Lessons from the coal sector
Current high oil and gas prices have meant 2022 market conditions for the oil and gas sector have been rosy, with many oil majors reporting bumper profits this year. Glacial progress on mitigation at COP27 also indicates that many policymakers are not as motivated to address ever-increasing fossil fuel consumption as many climate scientists suggest they should be.
Yet evidence from the previous two pandemic years – when commodity prices were low, and the global climate conversation was focused on ‘building back better’ – shows that when financial institutions turn their backs on fossil fuels, real impacts are felt.
In 2020, Reuters was reporting how financing for coal projects was “drying up at ever increasing rates”, worrying delegates at Asia’s largest coal conference about the prospects for their industry. The impacts of this trend were seen in practice when Adani Enterprises’ plans to develop Australia’s controversial Carmichael mine collapsed after the project failed to obtain financial backing.
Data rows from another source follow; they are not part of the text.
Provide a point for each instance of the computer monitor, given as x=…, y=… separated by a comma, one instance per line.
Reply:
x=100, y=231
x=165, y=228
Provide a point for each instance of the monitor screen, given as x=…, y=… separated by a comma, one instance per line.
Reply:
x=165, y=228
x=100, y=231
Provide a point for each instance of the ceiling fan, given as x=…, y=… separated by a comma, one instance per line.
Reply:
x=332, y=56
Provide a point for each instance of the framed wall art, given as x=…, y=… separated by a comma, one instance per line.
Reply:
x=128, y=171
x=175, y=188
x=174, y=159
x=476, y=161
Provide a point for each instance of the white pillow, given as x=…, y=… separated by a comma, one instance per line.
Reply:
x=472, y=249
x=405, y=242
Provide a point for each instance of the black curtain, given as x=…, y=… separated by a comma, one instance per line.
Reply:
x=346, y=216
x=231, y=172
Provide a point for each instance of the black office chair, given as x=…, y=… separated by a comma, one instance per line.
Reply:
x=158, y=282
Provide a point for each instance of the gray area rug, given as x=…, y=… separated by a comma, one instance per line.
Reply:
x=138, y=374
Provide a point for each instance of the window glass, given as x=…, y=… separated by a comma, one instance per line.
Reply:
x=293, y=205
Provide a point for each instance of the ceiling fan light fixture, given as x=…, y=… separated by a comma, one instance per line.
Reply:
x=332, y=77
“In the coal industry, when banks began committing to stop directly financing new mines, it proved to be extremely powerful, as it signalled that they had less appetite to finance this kind of activity going forward,” says ShareAction’s Martin. “There continues to be a lot of anecdotal evidence from big core giants struggling to find fresh financing to finance new assets.”
The success of high-profile initiatives like the Powering Past Coal Alliance, as well as the inclusion of a pledge to “phase down” coal power in both the COP26 and COP27 cover texts, shows this is an industry considered to be in decline by both policymakers and financiers. The hope for campaigners like Martin is that policies announced by the likes of Lloyds Bank will mean a similar policy-financing nexus can soon emerge around oil and gas.